EMDR Terapi, Adaptif Bilgi İşleme Modeli’ne dayanır. Adaptif Bilgi İşleme Modeli’ne göre; beynimiz yaşanan her anıyı dışardan gelen bir veri şeklinde duygu, düşünce, bedensel duyum ve imge (koku, tat, ses, görüntü) olmak üzere 4 farklı kanaldan kaydeder. Bu anılar birbirine bağlanarak, anı ağlarımız oluşur. Gelen her bir yeni anı, bu anı ağına bağlanarak işlevsel hale gelir ve bir bütün oluşturur. Anı ağlarının birleşip güçlenmesiyle öğrenme gerçekleşir ve yaşamımızı, ruhsal anlamda sağlıklı bir şekilde sürdürmek için gerekli bilgileri kazanmış oluruz.  

Ancak yaşanan bazı anılar ve yaşantılar, ruhsal açıdan zorlayıcı ve travmatik olabilir. Travmatik olaylar bireyler üstünde şiddetli bir etki bıraktığı için işlevsel anı ağlarına doğru bağlanamaz. Anı ağıdan uzak ve donmuş bir şekilde kaydedilir.

Bireyler, travmatik yaşantıların işlevsel bir biçimde kaydedilmemesinden dolayı sağlıklı bir öğrenme gerçekleştiremez. Dışarıdan gelen herhangi bir uyarıcı karşısında doğru işlenmeyen yaşantı tetiklenir ve bireye rahatsızlık verir. Bireylerin, kendilerini ve dünyayı algılayış biçimlerini önemli ölçüde etkiler; uyum bozucu davranışlara, işlevsellikte bozulmaya, duygu ve düşünce akışında sıkıntılara sebep olur. Bu yüzden EMDR Terapi ile yaşanan travmatik anı uyarılarak yeniden, doğru bir şekilde bireyin işlevsel anı ağlarına bağlanması hedeflenir. Çift uyarım yöntemiyle, yaşanan travmatik anılar duyarsızlaştırılır ve uygun anı ağına işlevsel bir şekilde yeniden bağlanır. Birey, rahatsız edici anıyı unutmaz ancak, duyarsızlaştırma ve yeniden işlemleme yapıldığı için rahatsız edici etkisi kaybolmuş olur. Buna bağlı olarak farklı düşünce ve davranış biçimlerini hayatına adapte edebilir.

Hepimiz, üzerimizde derin izler bırakan geçmiş yaşantılara sahibiz. Bu yaşantılar bizi olgunlaştırıp büyütürken, hayata ve kendimize bakış açımızı oluşturmamıza yardımcı oluyor.
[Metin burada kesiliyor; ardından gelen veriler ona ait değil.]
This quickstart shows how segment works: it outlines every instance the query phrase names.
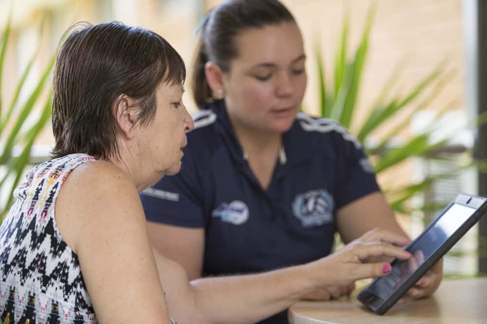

Kimisi dün gibi aklımızda, kimisi gizli bir yara gibi içimizde saklı… Gündelik hayatta yaşadığımız öfke, endişe, stres, suçluluk, çaresizlik gibi pek çok duygu bizi yıpratırken pek çok soru sorarız. Kendimizi ve hayatı sorguladığımız soruların cevabı, çok derindeki travmatik yaşantılarda ve bu yaşantılardan öğrendiğimiz olumsuz inançlardan kaynaklanmaktadır. EMDR Terapiyle birlikte; geçmişin yükünü azaltmak ve birçok problemin temelini oluşturan travmatik yaşantıları yeniden düzenlemek mümkün.  

Kaza, doğal afet, ölüm, savaş, taciz, tecavüz gibi önemli ve net travmaların olumsuz etkilerini çözmek için geliştirilen EMDR Terapi; Kaygı Bozuklukları (Panik Atak, Sosyal Kaygı, Agorafobi vb.), Obsesif Kompulsif Bozukluk, Depresyon, Bağımlılık, Psikosomatik rahatsızlıklar gibi birçok psikolojik rahatsızlığın tedavisinde kullanılmaktadır; kalıcı çözüm ve değişim açısında oldukça etkilidir.